Commentary: Dorming with Gilda

Like Gilda, we just want to love and be loved, to accept our selves, to laugh with our friends.

It was 1964, the year the first wave of baby boomers swamped colleges all over the United States. To show off the capabilities of its huge new computers, the University of Michigan sent questionnaires to all entering freshmen and used our answers to match each of us with the perfect roommate.

For me, that was Barb, a New Yorker who shared my interest in classical music, literature, and foreign languages. The letters Barb and I exchanged before meeting in person confirmed that the computer had done an excellent job.

At the last minute, the university scrambled to squeeze too many freshmen into too few dormitory rooms. In some cases, one of the single beds in a double room was swapped out for a bunk bed, and the room instantly became a triple. The third girl assigned to room with Barb and me had requested a single but agreed to settle for a triple until a single became available. That was future SNL cast member, actor and comedian Gilda Radner.

I was in the top bunk, Gilda in the bottom, for the first semester. Then a single opened up on the same floor, and Gilda moved into it. I can’t say I got to know her deeply during our few months as roommates, but I liked her and — need I say? — she made me laugh.

When we’d been rooming together for a few days, I dropped a book from the top bunk onto the floor. “Oh, fooey-dooey,” I said.

“Fooey-dooey?” said Gilda. “You can’t go through college saying ‘fooey-dooey’! The thing to say is ‘F**k!’”

I had lived — need I say? — a sheltered life. “Isn’t that a sex act?” I said. “Why would I mention a sex act when I drop a book?”

That was the beginning of an off-syllabus course in swearing. Gilda was a good teacher.

She seemed curious about me. I don’t think she’d ever known anyone so nerdy and naïve. One night when I returned from a date, we had this conversation:

Gilda: Did you make out?

Me: I don’t know.

Gilda: Did you kiss?

Me: Yes.

Gilda: How many times?

Me: I don’t know.

Gilda: Then you made out!

Her favorite part of dorm life was the fire drills. When the bell rang, she donned a yellow slicker and rubber boots, and stood in the stairwell, barking orders to the girls filing out of the building.

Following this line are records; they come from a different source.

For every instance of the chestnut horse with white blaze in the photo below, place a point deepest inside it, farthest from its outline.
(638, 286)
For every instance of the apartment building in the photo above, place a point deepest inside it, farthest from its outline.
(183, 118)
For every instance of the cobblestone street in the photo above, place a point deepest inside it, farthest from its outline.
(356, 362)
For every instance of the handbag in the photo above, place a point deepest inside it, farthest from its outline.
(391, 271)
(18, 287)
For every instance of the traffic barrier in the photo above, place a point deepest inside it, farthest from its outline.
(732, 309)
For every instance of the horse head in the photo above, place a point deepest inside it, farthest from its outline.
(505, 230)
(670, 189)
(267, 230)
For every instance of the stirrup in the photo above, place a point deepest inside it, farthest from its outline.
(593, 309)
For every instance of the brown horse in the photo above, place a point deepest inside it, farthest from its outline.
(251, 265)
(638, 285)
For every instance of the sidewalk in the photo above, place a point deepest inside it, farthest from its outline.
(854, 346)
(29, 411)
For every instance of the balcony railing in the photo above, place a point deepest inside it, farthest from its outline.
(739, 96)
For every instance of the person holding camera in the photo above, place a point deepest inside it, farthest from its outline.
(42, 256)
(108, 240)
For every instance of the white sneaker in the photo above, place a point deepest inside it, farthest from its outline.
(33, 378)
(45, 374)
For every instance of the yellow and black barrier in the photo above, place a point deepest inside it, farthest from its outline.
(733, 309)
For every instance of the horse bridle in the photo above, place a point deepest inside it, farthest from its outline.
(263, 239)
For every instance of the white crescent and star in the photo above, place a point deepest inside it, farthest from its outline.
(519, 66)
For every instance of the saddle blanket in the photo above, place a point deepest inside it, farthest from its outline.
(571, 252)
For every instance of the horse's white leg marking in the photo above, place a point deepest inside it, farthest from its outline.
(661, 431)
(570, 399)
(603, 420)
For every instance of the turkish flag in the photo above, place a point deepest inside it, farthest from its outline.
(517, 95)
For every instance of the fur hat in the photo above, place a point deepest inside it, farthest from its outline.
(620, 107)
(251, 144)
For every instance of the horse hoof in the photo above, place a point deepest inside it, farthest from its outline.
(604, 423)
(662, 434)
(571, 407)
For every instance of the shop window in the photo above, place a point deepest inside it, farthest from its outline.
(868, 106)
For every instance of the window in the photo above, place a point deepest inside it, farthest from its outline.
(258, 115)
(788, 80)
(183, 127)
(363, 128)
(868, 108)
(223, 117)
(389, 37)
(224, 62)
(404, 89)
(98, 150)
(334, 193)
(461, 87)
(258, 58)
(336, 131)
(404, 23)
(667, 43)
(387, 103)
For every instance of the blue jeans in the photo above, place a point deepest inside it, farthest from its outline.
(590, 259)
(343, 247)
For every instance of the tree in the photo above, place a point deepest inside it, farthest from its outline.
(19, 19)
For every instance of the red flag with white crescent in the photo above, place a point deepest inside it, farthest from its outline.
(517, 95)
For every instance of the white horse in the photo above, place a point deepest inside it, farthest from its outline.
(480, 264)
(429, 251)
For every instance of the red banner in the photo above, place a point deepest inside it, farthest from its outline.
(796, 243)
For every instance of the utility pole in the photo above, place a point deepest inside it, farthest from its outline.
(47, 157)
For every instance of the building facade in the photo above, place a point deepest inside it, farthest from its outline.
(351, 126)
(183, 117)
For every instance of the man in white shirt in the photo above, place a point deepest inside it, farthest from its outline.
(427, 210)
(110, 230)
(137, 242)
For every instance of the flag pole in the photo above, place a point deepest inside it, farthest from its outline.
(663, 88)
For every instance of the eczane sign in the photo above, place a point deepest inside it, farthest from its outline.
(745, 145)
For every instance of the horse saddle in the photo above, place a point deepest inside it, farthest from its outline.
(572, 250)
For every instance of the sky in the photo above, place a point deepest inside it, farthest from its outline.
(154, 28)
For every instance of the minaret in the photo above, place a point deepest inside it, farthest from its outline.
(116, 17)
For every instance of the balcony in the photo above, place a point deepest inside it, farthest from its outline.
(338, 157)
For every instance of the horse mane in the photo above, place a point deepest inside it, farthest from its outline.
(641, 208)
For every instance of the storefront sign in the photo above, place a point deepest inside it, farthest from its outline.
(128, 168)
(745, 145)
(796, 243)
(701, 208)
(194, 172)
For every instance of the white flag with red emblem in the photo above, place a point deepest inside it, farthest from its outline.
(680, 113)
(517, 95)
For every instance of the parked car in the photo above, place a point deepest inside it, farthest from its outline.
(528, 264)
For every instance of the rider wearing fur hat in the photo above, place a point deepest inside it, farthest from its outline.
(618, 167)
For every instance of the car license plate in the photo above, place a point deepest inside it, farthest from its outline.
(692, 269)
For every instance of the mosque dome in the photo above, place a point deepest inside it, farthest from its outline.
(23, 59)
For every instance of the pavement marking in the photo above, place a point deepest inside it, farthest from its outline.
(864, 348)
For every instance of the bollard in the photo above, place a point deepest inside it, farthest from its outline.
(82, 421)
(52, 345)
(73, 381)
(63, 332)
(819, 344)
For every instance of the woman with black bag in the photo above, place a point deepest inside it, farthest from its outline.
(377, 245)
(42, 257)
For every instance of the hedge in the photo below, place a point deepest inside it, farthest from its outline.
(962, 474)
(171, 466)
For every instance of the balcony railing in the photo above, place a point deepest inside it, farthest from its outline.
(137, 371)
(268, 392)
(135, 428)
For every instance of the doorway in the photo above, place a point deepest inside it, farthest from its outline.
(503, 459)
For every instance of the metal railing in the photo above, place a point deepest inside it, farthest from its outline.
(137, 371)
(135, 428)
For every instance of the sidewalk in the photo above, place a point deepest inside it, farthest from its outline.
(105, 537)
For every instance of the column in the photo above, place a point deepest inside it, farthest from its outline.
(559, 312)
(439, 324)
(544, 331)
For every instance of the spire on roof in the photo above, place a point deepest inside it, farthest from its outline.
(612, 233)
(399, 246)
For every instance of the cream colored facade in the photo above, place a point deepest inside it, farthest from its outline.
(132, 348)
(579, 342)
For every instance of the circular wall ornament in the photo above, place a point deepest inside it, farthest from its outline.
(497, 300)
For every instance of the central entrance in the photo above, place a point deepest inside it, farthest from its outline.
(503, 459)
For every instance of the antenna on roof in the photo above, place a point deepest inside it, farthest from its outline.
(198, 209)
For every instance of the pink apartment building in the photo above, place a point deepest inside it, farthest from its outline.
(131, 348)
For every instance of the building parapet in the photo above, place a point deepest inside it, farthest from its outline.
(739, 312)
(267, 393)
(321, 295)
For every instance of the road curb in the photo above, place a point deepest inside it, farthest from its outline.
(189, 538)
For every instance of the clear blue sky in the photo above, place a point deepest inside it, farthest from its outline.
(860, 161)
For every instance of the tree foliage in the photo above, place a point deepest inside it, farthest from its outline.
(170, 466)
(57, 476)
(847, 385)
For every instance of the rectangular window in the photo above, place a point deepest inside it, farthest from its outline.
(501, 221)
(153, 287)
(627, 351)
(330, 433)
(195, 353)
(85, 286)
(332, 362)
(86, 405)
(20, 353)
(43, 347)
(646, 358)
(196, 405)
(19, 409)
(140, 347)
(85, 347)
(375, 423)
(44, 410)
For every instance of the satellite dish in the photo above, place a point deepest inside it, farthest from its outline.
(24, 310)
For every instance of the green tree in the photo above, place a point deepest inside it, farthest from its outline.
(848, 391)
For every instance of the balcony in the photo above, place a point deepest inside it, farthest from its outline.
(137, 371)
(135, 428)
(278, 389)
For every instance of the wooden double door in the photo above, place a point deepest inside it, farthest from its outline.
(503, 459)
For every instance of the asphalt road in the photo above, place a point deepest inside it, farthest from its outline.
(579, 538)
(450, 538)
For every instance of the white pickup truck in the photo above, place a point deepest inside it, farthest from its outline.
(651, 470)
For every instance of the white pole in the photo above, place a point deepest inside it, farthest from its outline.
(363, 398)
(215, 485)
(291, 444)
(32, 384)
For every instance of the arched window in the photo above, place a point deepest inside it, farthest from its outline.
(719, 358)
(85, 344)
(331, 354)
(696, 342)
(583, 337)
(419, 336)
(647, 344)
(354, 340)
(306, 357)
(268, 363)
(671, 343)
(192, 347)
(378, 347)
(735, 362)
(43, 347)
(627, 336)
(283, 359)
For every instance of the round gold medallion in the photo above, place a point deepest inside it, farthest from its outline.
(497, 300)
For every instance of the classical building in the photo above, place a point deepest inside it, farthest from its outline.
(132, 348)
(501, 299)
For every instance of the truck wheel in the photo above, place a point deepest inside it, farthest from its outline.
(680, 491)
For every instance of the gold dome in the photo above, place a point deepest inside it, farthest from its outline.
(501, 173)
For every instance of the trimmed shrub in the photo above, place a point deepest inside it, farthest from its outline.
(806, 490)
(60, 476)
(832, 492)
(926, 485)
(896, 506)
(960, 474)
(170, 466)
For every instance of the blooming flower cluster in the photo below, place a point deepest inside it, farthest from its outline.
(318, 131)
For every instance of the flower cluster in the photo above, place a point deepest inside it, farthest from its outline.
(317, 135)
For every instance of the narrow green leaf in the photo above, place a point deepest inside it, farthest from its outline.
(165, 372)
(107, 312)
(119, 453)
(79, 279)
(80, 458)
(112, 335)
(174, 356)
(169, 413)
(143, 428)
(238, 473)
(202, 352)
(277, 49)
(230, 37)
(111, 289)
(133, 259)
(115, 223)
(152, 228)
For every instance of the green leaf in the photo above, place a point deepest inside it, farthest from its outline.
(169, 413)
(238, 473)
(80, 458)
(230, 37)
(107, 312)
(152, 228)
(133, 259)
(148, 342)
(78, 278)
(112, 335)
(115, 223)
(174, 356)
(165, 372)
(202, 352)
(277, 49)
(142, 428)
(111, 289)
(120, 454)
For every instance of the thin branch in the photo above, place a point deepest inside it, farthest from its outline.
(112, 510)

There was no way back then to see Gilda’s enormous talent or to imagine that she was destined for greatness. She was funny but unhappy. She was in love serially with guys who didn’t love her back, and she worried a lot about her weight. Her struggle with eating disorders is now well-known; Barb and I had an early glimpse of it. In our room at night, we heard her confession as she rattled off a list of everything she had eaten during the day. More than ten years later, “What Gilda Ate” became a sketch on Saturday Night Live.

After Gilda moved into a single room, I didn’t see her often. I do remember all of us fifth-floor residents gathered around a stall in the restroom, cheering her on while she inserted her first tampon.

The following year, Gilda moved into an apartment and began to hang out with the theater crowd. I occasionally ran into her on campus, and we gave each other thumbnail versions of recent personal events. The last time I saw her was the spring of senior year. She was walking a tiny poodle in the quad and told me she was about to move to Toronto with her boyfriend. The rest is history.

I’ve always been reluctant to tell people that I knew Gilda, lest they think I was trying to profit from her fame. With this year’s fiftieth-anniversary SNL festivities, something changed for me. What’s the harm in letting others know the little I knew about her?

The main thing I learned from her, besides how to swear, is that famous people are no different from the rest of us. Like Gilda, we just want to love and be loved. We want self-acceptance. We want to put on our boots and shuffle down the corridor, laughing with our friends.

Alice Bloch is an island author known for her short fiction, essays and memoirs.